Jika sudah mantap dengan pilihannya, maka dilanjutkan pada
proses peminangan atau khitbah. Islam mengatur peminangan ini
dengan melarang orang muslim meminang wanita yang telah dipinang
oleh muslim lainnya. Dalam masa peminangan ini masing-masing
berkesempatan untuk melakukan persiapan bagi lancarnya upacara
pernikahan dan kehidupan baru yang akan dijalani bersama oleh
suami dan istri. Peminangan tidak menimbulkan konsekwensi hukum
sebagaimana pernikahan, karena sampai di sini kedua pihak belum
dianggap sebagai suami istri. Pinangan tidak bersifat mengikat
dan dapat membatalkan peminangan jika diperlukan. Peminangan
dilanjutkan dengan upacara akad nikah yang diatur oleh Islam
dengan syarat dan rukunnya, seperti adanya dua mempelai, wali,
saksi, mahar dan akad nikah itu sendiri. Islam menganjurkan
adanya walimah atau pengumuman nikah. Setelah akad nikah,
dimulailah hidup baru kedua mempelai dengan hak dan kewajiban
yang melekat pada masing-masing suami dan istri, yang juga telah
diatur oleh Islam. Jika diberi keturunan, maka Islam mengatur
bagaimana hubungan antara anak dan kedua orang tua, yang wajib
membimbing anak ke jalan yang diridhoi Allah, mengantarkan
mereka menuju gerbang kehidupan yang mandiri yang kelak
membentuk keluarga baru, demikian seterusnya. Sebagaimana
lautan, rumah tangga pun tak selamanya aman dari goncangan.
2) Beberapa Hukum
Pernikahan dalam Islam.
1. Istri hanya
ada dalam tiga bentuk yaitu istri merdeka, istri budak atau
budak sahaya. وَالْمُحْصَنَاتُ مِنَ النِّسَآءِ إِلاَّ مَامَلَكَتْ أَيْمَانُكُمْ كِتَابَ اللهِ عَلَيْكُم[12]ْ Dan (diharamkan juga kamu mengawini) wanita yang bersuami, kecuali budak-budak yang kamu miliki (Allah telah menetapkan hukum itu) sebagai ketetapan-Nya atas kamu..[13]
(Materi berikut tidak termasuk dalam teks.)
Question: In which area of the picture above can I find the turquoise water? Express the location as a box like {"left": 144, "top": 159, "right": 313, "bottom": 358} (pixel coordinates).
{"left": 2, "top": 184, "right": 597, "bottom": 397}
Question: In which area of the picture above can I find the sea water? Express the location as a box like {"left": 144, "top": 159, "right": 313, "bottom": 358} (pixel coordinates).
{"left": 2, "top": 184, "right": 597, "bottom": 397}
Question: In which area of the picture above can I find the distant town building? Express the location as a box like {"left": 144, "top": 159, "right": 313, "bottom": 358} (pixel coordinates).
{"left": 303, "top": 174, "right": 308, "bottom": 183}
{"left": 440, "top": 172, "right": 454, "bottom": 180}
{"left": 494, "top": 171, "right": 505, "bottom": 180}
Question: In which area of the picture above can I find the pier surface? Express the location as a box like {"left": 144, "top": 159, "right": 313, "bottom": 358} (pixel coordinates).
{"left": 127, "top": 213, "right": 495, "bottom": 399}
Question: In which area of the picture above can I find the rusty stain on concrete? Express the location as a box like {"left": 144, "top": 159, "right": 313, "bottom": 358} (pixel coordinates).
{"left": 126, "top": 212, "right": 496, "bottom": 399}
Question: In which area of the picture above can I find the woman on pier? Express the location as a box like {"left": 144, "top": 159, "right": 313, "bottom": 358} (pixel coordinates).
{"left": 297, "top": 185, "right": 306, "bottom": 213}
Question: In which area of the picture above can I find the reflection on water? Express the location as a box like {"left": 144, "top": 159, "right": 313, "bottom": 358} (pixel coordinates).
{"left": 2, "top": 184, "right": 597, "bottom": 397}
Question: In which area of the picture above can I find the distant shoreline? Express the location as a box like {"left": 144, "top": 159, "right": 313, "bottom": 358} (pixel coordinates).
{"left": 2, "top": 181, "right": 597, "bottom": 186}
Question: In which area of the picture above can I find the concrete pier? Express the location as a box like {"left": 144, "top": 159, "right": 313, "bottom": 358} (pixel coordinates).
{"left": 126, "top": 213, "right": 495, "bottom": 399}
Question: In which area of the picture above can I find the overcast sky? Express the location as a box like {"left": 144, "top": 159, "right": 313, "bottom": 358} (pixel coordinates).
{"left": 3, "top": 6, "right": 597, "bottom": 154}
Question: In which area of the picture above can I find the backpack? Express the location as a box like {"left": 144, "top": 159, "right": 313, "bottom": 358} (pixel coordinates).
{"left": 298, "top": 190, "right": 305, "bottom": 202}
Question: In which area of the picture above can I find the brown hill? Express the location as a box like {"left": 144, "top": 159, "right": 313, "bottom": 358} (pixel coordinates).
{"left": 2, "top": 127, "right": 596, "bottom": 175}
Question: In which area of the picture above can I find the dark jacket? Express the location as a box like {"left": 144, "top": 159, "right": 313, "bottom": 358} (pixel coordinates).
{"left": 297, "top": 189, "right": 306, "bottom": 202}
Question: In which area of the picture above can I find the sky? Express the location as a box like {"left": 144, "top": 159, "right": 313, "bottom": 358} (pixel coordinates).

وَمَن لَّمْ يَسْتَطِعْ مِنكُمْ طَوْلاً أَن يَنكِحَ الْمُحْصَنَاتِ الْمُؤْمِنَاتِ فَمِن مَّامَلَكَتْ أَيْمَانُكُم مِّن فَتَيَاتِكُمُ الْمُؤْمِنَاتِ[14]
Dan barangsiapa di antara kamu (orang merdeka) yang tidak cukup perbelanjaanya untuk mengawini wanita merdeka lagi beriman, ia boleh mengawini wanita yang beriman, dari budak-budak yang kamu miliki...[15] وَالَّذِينَ هُمْ لِفُرُوجِهِمْ حَافِظُونَ . إِلاَّعَلَى أَزْوَاجِهِمْ أَوْمَامَلَكَتْ أَيْمَانُهُمْ فَإِنَّهُمْ غَيْرُ مَلُومِينَ[16]
dan orang-orang yang menjaga kemaluannya, kecuali terhadap isteri-isteri mereka atau budak yang mereka miliki; maka sesungguhnya mereka dalam hal ini tiada tercela.[17]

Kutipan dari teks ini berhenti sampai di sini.